Sunday, June 12, 2016
Spain In Palma: The Pueblo Español
On 23 September, 1964 the first stone was laid for a project that wasn't to be officially opened until the late winter of 1967. The actual work didn't start for five months after that stone was laid. The developers were still waiting on a line of credit - 40 million pesetas worth of credit (some 240,000 euros). When it did open, there was a promotional film. Its style is reminiscent of the British Pathé News reports, though the music has a more militaristic, almost sinister quality to it. The narrator set the context: spring in Palma de Mallorca (yes, Palma de Mallorca), a time and place for the international tourist. It wasn't in fact spring, as the date was 10 March, 1967. It was also raining. Several umbrellas can be observed.
This was all the creation of one of Spain's most prestigious architects, Fernando Chueca Goitia. Its scale and scope was seemingly fantastic, its design was derivative, its conception rather grand. Here were re-creations of Cordoba's Cristo de los Faroles crucifix, Seville's Torre del Oro and Toledo's Puerta del Sol. There were elements of Extremadura, more elements of Andalusia, a Roman amphitheatre, a Palacio de Congresos convention hall. This was the Pueblo Español.
The architect said that it represented the magnificent "plurality" of Spain. With a nod in the direction of Catalonia, a troupe was on hand to provide some entertainment. Otherwise, this was a plurality of a rather specific type. Spanish. The developers, Conextur, explained that it was a project to attract and retain universal tourism for the benefit of Mallorca and Spain.

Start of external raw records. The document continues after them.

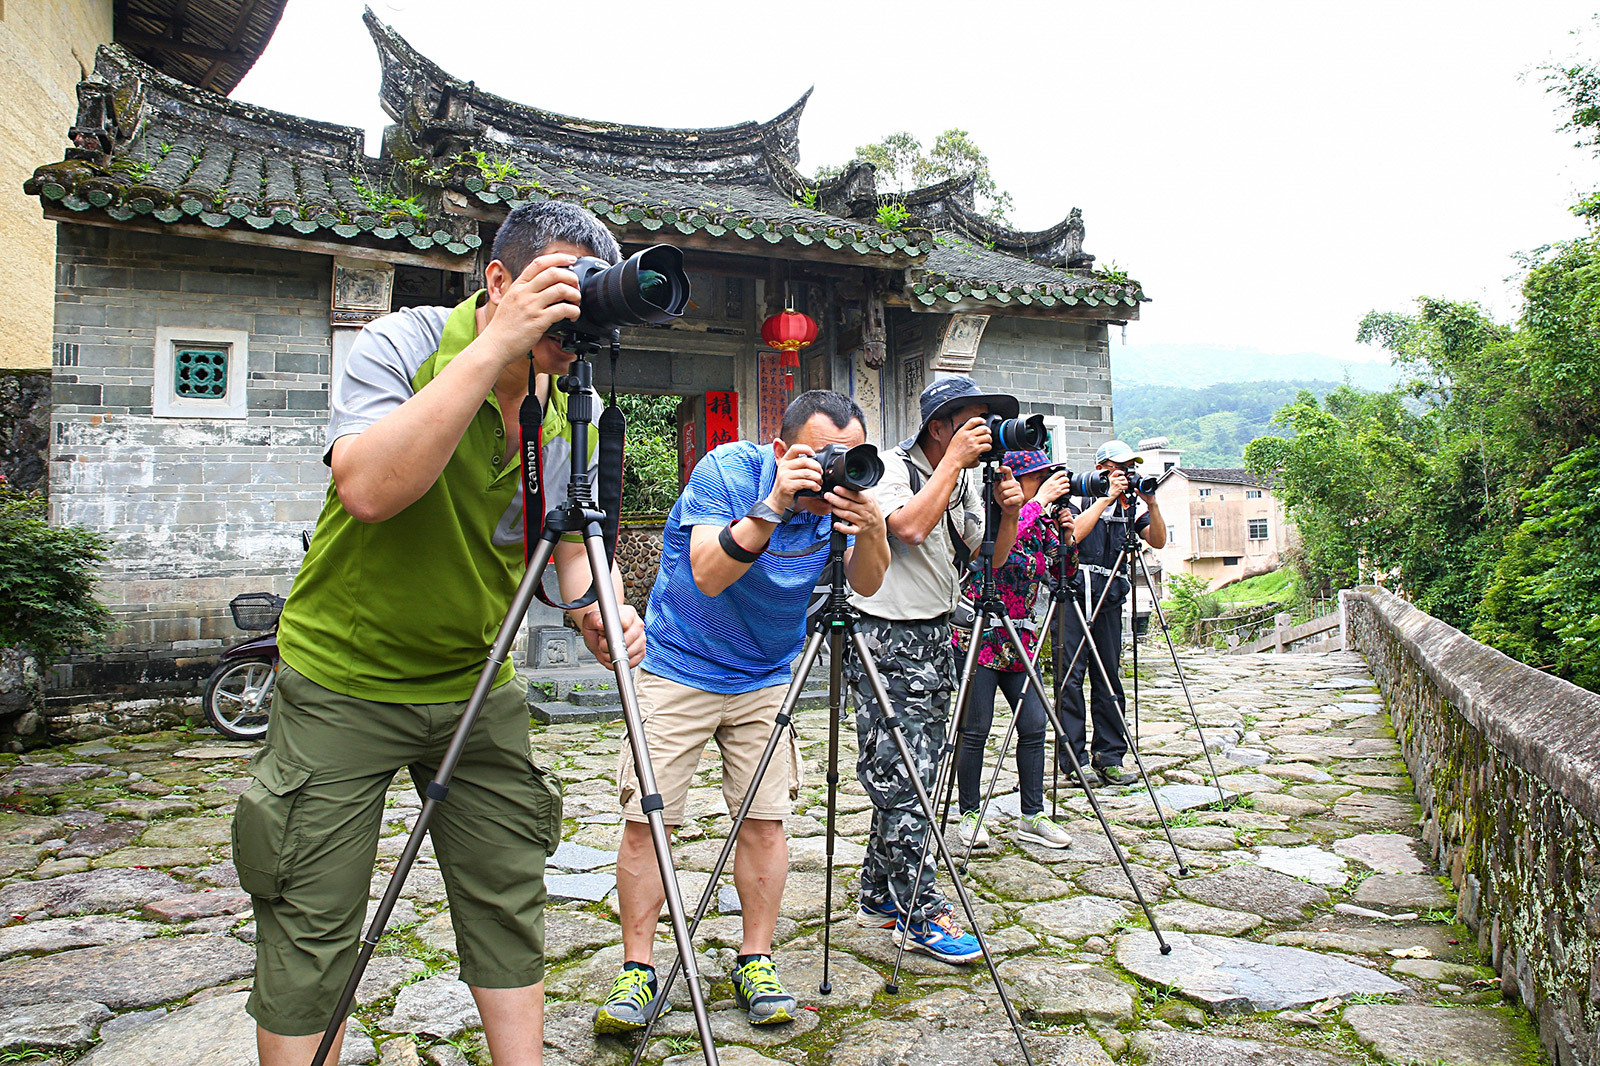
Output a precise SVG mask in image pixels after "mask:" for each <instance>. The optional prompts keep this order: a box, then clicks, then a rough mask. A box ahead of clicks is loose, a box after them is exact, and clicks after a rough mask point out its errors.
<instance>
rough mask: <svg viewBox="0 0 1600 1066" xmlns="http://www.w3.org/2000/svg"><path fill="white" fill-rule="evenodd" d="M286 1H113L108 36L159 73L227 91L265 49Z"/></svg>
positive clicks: (257, 0)
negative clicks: (112, 19)
mask: <svg viewBox="0 0 1600 1066" xmlns="http://www.w3.org/2000/svg"><path fill="white" fill-rule="evenodd" d="M286 3H288V0H118V2H117V5H115V8H114V11H115V14H114V30H112V37H114V38H115V42H117V43H118V45H122V46H123V48H126V50H128V53H130V54H133V56H136V58H139V59H142V61H144V62H147V64H149V66H152V67H155V69H157V70H160V72H162V74H168V75H171V77H174V78H178V80H181V82H187V83H189V85H195V86H198V88H203V90H211V91H213V93H222V94H227V93H232V91H234V86H235V85H238V83H240V80H242V78H243V77H245V74H248V72H250V67H253V66H254V62H256V59H258V58H259V56H261V53H262V51H266V48H267V42H269V40H272V34H274V30H277V27H278V19H282V18H283V6H285V5H286Z"/></svg>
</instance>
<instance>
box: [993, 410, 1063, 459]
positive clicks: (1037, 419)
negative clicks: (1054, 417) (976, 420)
mask: <svg viewBox="0 0 1600 1066" xmlns="http://www.w3.org/2000/svg"><path fill="white" fill-rule="evenodd" d="M989 435H990V437H992V440H994V443H992V445H990V447H989V453H987V455H986V456H984V461H986V463H998V461H1002V459H1003V458H1005V453H1006V451H1034V450H1037V448H1043V447H1045V442H1048V440H1050V434H1048V432H1046V431H1045V416H1043V415H1029V416H1027V418H1000V416H998V415H990V416H989Z"/></svg>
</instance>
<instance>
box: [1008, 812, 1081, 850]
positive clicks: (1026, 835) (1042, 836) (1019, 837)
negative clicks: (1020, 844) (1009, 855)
mask: <svg viewBox="0 0 1600 1066" xmlns="http://www.w3.org/2000/svg"><path fill="white" fill-rule="evenodd" d="M1016 836H1018V839H1019V840H1026V842H1029V844H1037V845H1038V847H1042V848H1053V850H1061V848H1066V847H1072V837H1069V836H1067V831H1066V829H1062V828H1061V826H1058V824H1056V823H1053V821H1050V815H1046V813H1045V812H1038V813H1037V815H1027V816H1024V818H1022V828H1021V829H1018V834H1016Z"/></svg>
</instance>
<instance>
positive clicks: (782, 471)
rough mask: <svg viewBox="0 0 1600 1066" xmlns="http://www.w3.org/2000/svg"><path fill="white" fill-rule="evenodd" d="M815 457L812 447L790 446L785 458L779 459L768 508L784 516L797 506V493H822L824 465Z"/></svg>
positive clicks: (794, 445) (767, 500) (786, 451)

There were others who considered it to be a monstrosity. In political terms, one can understand why. This was a display of Spain's culture, one developed at a time when tourism was first booming and when the culture of Spain was what tourists were served. Visitors were able in those days to find some distinctly Mallorcan/Catalan culture, but it did rather take a back seat to that of Spain.

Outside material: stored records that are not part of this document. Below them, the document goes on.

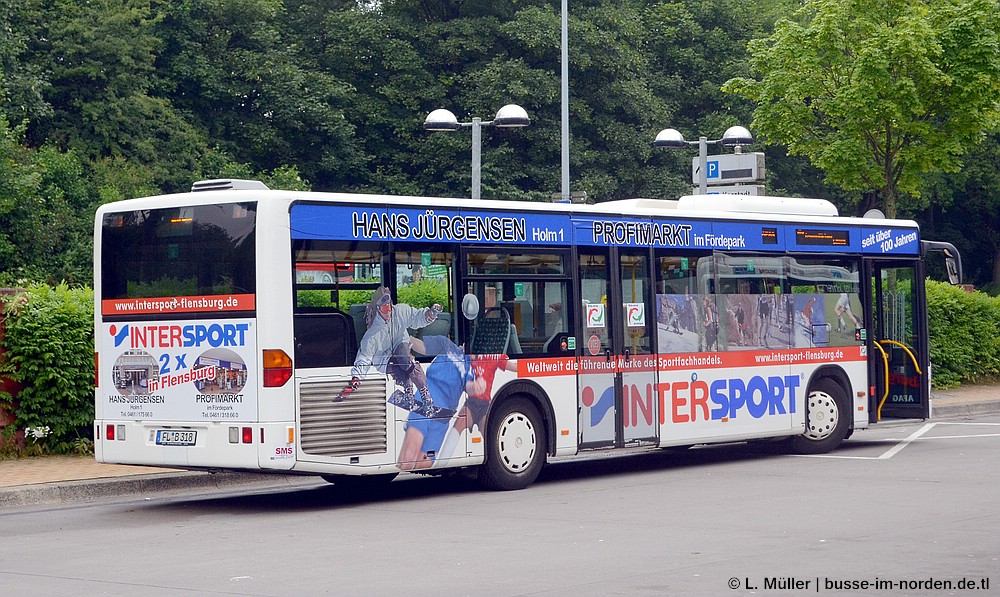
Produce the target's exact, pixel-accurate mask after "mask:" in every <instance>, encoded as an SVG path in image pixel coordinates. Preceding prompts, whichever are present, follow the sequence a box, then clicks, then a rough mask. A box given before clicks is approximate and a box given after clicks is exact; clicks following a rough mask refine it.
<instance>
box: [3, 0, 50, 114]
mask: <svg viewBox="0 0 1000 597" xmlns="http://www.w3.org/2000/svg"><path fill="white" fill-rule="evenodd" d="M41 12H42V11H41V2H40V0H0V112H2V113H4V114H6V115H7V118H8V119H10V120H11V121H13V122H15V123H19V122H23V121H25V120H31V119H33V118H36V117H39V116H43V115H46V114H48V113H49V111H50V108H49V106H48V104H46V102H45V100H44V99H43V98H42V89H43V88H45V87H46V82H45V80H44V78H43V75H42V70H43V68H44V67H43V65H41V64H38V63H35V62H32V61H30V60H28V59H27V58H28V40H30V39H33V38H35V37H36V36H37V35H38V22H39V19H38V15H39V14H40V13H41Z"/></svg>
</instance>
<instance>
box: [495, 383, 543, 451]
mask: <svg viewBox="0 0 1000 597" xmlns="http://www.w3.org/2000/svg"><path fill="white" fill-rule="evenodd" d="M511 398H525V399H527V400H529V401H530V402H531V403H533V404H534V405H535V407H536V408H537V409H538V413H539V414H540V415H541V417H542V425H543V426H544V428H545V437H546V440H547V441H546V442H545V444H546V446H545V452H546V454H548V455H549V456H555V450H556V435H555V433H556V417H555V411H554V410H553V408H552V402H551V401H550V400H549V396H548V394H546V392H545V390H543V389H542V387H541V386H539V385H538V384H537V383H535V382H533V381H531V380H526V379H518V380H516V381H512V382H511V383H509V384H507V385H505V386H503V387H502V388H500V389H499V390H498V391H497V392H496V395H495V396H494V397H493V399H492V400H490V408H489V410H488V411H487V412H486V420H487V421H489V420H490V416H491V415H492V414H493V410H494V408H495V407H496V405H497V404H500V403H501V402H502V401H504V400H509V399H511Z"/></svg>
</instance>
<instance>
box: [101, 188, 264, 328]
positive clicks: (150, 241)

The emphasis on Andalusia was not surprising. The Franco regime saw great merit in that region's culture: it contained essences of Spanishness, such as the bullfight and flamenco. Tourists were sold both, they were defining images of the promotion of tourism whether to Mallorca or the Costa Brava, parts of the former crown that had been dismantled by the Spanish king in the early eighteenth century.

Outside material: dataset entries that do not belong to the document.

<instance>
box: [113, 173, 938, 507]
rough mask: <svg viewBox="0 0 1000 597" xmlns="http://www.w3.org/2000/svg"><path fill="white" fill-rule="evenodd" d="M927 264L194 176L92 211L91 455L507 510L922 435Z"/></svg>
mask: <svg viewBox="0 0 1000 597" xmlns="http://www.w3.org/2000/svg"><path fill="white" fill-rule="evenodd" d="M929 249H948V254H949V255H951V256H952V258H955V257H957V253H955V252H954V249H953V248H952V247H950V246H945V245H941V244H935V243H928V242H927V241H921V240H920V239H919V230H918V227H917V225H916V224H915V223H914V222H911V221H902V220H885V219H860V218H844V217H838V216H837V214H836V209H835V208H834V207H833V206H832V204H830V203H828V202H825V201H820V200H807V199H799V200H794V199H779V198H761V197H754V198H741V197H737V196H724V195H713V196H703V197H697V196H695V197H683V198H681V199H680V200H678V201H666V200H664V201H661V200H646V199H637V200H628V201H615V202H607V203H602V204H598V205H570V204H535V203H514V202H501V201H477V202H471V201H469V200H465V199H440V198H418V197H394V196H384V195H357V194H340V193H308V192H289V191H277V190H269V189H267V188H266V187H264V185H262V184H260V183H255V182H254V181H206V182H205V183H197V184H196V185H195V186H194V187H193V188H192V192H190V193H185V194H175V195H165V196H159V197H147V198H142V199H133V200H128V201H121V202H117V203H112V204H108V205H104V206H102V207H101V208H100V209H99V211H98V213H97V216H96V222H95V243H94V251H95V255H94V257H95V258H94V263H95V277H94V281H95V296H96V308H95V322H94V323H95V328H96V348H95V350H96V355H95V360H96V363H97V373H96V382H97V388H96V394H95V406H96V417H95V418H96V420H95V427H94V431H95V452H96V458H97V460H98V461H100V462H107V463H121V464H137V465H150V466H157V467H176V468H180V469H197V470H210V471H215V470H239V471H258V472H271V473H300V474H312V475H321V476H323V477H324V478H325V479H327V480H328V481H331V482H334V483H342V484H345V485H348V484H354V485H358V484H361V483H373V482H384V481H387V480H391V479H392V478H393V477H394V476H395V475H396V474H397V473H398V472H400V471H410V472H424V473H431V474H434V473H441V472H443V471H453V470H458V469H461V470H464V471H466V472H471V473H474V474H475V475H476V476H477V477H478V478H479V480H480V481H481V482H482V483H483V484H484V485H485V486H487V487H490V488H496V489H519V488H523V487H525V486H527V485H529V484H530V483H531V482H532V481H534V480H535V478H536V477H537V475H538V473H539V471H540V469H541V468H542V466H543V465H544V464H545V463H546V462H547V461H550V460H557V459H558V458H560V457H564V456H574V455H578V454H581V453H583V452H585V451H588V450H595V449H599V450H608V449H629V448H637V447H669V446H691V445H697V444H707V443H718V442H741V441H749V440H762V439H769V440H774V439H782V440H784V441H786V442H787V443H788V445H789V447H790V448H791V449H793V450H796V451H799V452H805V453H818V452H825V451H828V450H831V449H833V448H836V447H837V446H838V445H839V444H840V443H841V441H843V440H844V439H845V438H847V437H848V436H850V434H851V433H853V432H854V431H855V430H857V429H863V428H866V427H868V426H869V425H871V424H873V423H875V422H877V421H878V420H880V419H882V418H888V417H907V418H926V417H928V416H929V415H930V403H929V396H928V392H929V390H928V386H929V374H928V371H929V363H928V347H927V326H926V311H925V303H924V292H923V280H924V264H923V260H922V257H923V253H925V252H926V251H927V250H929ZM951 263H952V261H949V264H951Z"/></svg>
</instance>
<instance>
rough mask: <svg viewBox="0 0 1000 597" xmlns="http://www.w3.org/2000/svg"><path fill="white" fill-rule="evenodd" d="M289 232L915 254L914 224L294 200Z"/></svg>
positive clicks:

On the day of the inauguration, several thousand people are said to have turned up. Among the dignitaries was the minister of tourism, Manuel Fraga, to be seen in the film with a cigarette in his hand: those were the days. The Bishop of Mallorca, Rafael Álvarez Lara, gave the Pueblo Español his blessing. But did the blessing succeed?
It's questionable whether the Pueblo Español lived up to its billing. It was and still is a tourist attraction, though again one has to ask if it ever created the levels of tourist interest that might have been hoped for. One aspect of it, the Palacio de Congresos, was almost certainly under exploited. At the time, it could, along with the auditorium, have made Palma a major destination for conferences and exhibitions. Spain was not exactly well off for such centres in the 1960s. Indeed the only one of any consequence was in Barcelona: the Pueblo Español of Barcelona, a name given to it by the then dictator Primo de Rivera in 1929. Palma's Pueblo Español was considered to be the Nuevo Pueblo Español.
Rather than a monstrosity, a description which is hard not to believe reflects a political sentiment, it would be kinder to describe it as a weird set of follies, a museum collection of Spain in reproduction. Nowadays, it plays host to all sorts of events. The last time that the Association of British Travel Agents held its annual conference, it did so at the Pueblo Español. But conferences are certainly not the only events. There is one taking place today (it started on Friday) and it is the "Enruédate" festival, an event all to do with wheels, be there two or four of them.
It is a curious place, one for which the greatest interest lies perhaps in the philosophy of the time that it was created.